Proposition 65 warnings are required for even very low levels of risk. If consumers may be exposed, a warning is merited for a chemical that has a one-in-100,000 chance of upping the risk for cancer, or which is present at only 1/1000th of the “no observable effect level" for risk of birth defects or reproductive harm. Warnings are found on coffee, dental fillings, french fries, parking garages, electrical cords, holiday lights, cereal, furniture, and many other things that people use every day.
The following is an excerpt from Proposition 65 in Plain Language:
In 1986, California voters approved an initiative to address their growing concerns about exposure to toxic chemicals. That initiative became the Safe Drinking Water and Toxic Enforcement Act of 1986, better known by its original name of Proposition 65. Proposition 65 requires the State to publish a list of chemicals known to cause cancer or birth defects or other reproductive harm. This list, which must be updated at least once a year, has grown to include approximately 800 chemicals since it was first published in 1987.
Proposition 65 requires businesses to notify Californians about significant amounts of chemicals in the products they purchase, in their homes or workplaces, or that are released into the environment. By providing this information, Proposition 65 enables Californians to make informed decisions about protecting themselves from exposure to these chemicals.
If a warning is placed on a product label, the business issuing the warning is aware or believes that one or more listed chemicals is present. By law, a warning must be given for listed chemicals unless exposure is low enough to pose no significant risk of cancer or is significantly below levels observed to cause birth defects or other reproductive harm.

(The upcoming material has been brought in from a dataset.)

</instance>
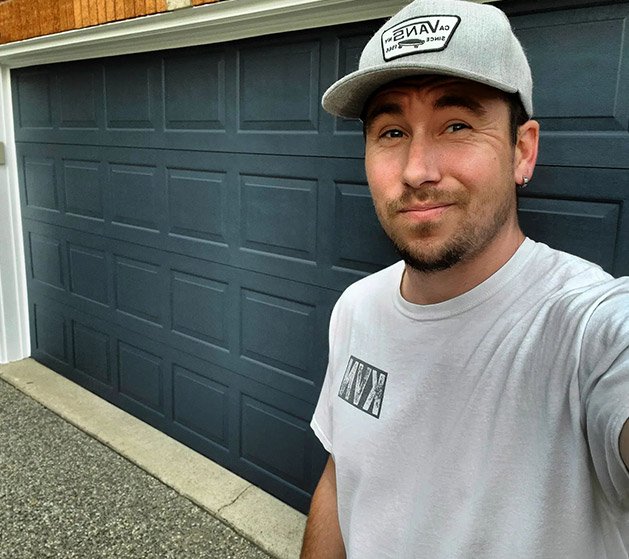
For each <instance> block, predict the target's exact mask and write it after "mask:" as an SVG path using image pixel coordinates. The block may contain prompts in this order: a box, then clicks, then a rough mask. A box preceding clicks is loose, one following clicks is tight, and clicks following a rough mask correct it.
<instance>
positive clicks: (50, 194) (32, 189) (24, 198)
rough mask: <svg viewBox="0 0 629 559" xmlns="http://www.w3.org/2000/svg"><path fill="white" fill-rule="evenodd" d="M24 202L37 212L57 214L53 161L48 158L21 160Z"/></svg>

For chemicals that are listed as causing cancer, the "no significant risk level” is defined as the level of exposure that would result in not more than one excess case of cancer in 100,000 individuals exposed to the chemical over a 70-year lifetime. In other words, a person exposed to the chemical at the “no significant risk level” for 70 years would not have more than a “one in 100,000” chance of developing cancer as a result of that exposure.
For chemicals that are listed as causing birth defects or reproductive harm, the “no observable effect level” is determined by identifying the level of exposure that has been shown to not pose any harm to humans or laboratory animals. Proposition 65 then requires this “no observable effect level” to be divided by 1,000 in order to provide an ample margin of safety. Businesses subject to Proposition 65 are required to provide a warning if they cause exposures to chemicals listed as causing birth defects or reproductive harm that exceed 1/1000th of the “no observable effect level.”